Cyberprzestępcy rozpoczęli stosowanie nowych technik w atakach ransomware. Szyfrują tylko część danych i prowadzą ataki bezplikowe, dzięki czemu mogą dłużej unikać wykrycia, wyjaśnia Rick Vanover, dyrektor ds. strategii produktowej w Veeam. Aby zwiększyć presję na zapłacenie okupu celują też w tworzone przez firmy kopie zapasowe danych. Po włamaniu do sieci ofiary hakerzy sprzedają dostęp do niej kolejnym grupom prowadzącym ataki ransomware – w ubiegłym roku takich ofert pojawiło się na forach cyberprzestępczych ponad 1300.
Po przedostaniu się do firmowej sieci przestępcy muszą wykraść i zaszyfrować jak najwięcej danych, zanim zostaną wykryci. Szyfrowanie zasobów ofiary wymaga jednak czasu, a im dłużej atakujący są w sieci, tym większe ryzyko, że zostaną namierzeni. Dlatego stosują nową technikę przerywanego szyfrowania. Na celownik biorą tylko wycinki danych – wystarczająco małe, żeby utrzymywać niskie zużycie procesora i uniknąć namierzenia, ale na tyle duże, aby z plików nie dało się korzystać bez klucza deszyfrującego.
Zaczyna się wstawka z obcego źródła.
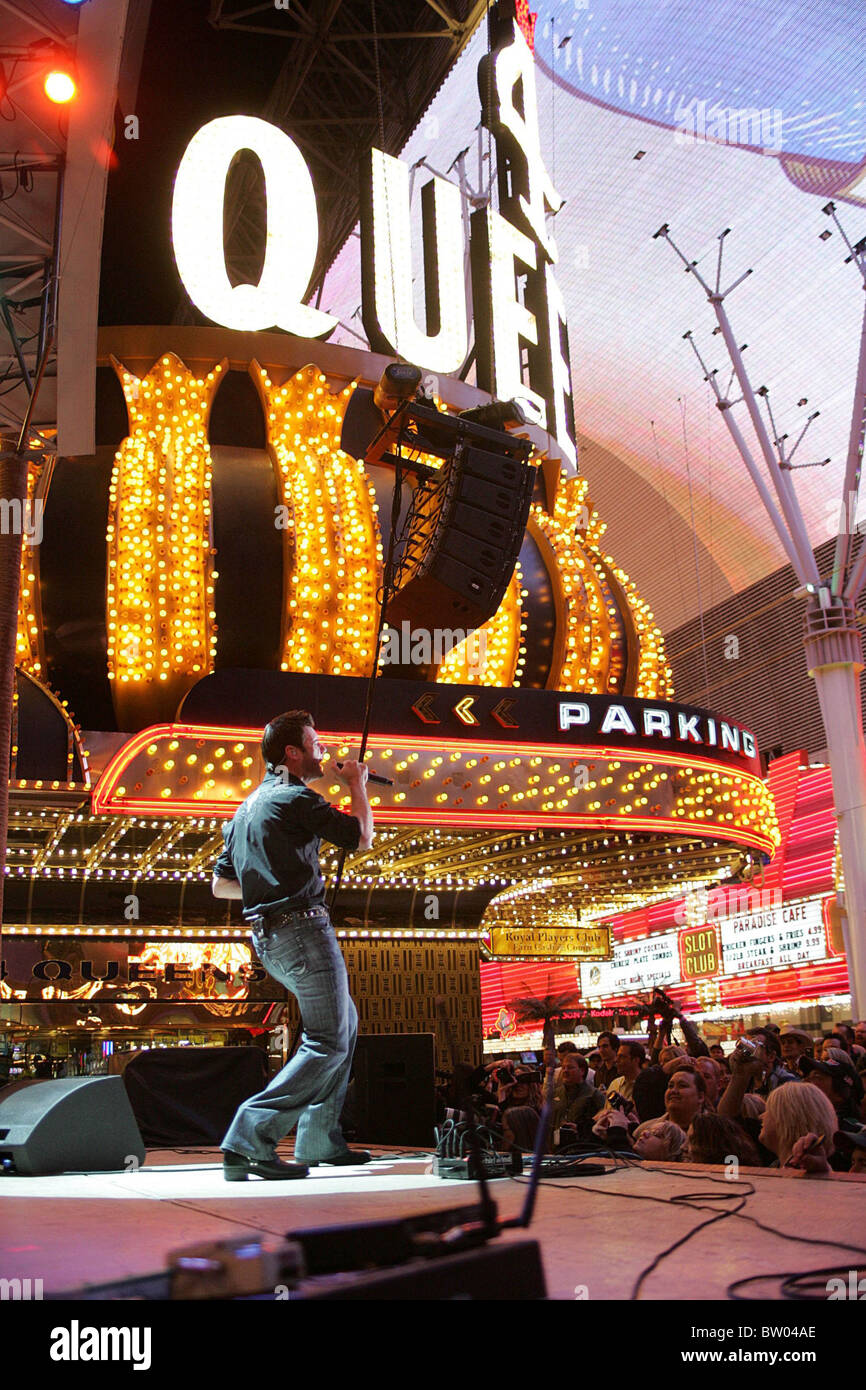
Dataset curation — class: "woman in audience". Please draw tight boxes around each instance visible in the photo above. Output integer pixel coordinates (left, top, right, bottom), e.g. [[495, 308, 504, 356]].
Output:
[[760, 1081, 838, 1176], [631, 1120, 685, 1163], [502, 1105, 539, 1154], [687, 1111, 760, 1168]]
Aby zyskać na czasie, zmieniają pory dnia i ilość szyfrowanych zasobów, dzięki czemu ich działania nie są wychwytywane przez zautomatyzowane mechanizmy ochronne. Jednocześnie mogą szybciej uszkadzać pliki ofiary, zwiększając presję na zapłacenie okupu.
Aby zwiększyć swoją skuteczność oraz utrudniać firmom reagowanie, przestępcy łączą też w jednym skoordynowanym ataku kilka technik: spam, phishing, spoofing (podszywanie się pod kogoś w celu zyskania zaufania) i inne socjotechniczne mechanizmy manipulacyjne. W unikaniu wykrycia pomagają ataki bezplikowe, które polegają na infekowaniu urządzeń oprogramowaniem ransomware bez umieszczania na nich jakichkolwiek plików, z wykorzystaniem jedynie znanych, zaufanych narzędzi. W ten sposób często atakowane są instytucje państwowe – przestępcy mogą pozostać niewykryci, jeśli unikają używania nazw procesów lub skrótów plików, które zostały wcześniej przez zespół IT oznaczone jako niebezpieczne.
Cyberprzestępczość stała się usługą, zaznacza ekspert Veeam. Hakerzy, którzy włamują się do sieci firmy jako pierwsi, sprzedają następnie dostęp do jej systemu i danych kolejnym grupom ransomware, a sami koncentrują się na wymuszaniu okupu. Jak podaje firma Kela,w 2021 roku na najważniejszych monitorowanych forach cyberprzestępczych pojawiło się ponad 1300 takich ofert.
Wielu cyberprzestępców po udanym ataku nie tylko szyfruje, ale też wykrada i niszczy dane oraz ich kopie zapasowe dostępne online lub słabo zabezpieczone. Celem tego typu ataków są często firmy z branży finansowej, medycznej i instytucje sektora publicznego, w przypadku których atak może wpłynąć na działanie infrastruktury krytycznej.
Celem przestępców coraz częściej staje się również backup, dlatego szczególnie ważna staje się weryfikacja strategii tworzenia kopii zapasowych, które odpowiednio zabezpieczą dane. Według raportu Veeam Data Protection Trends Report 2022, nawet 9 na 10 firm nie jest w stanie odzyskać przynajmniej części skradzionych zasobów.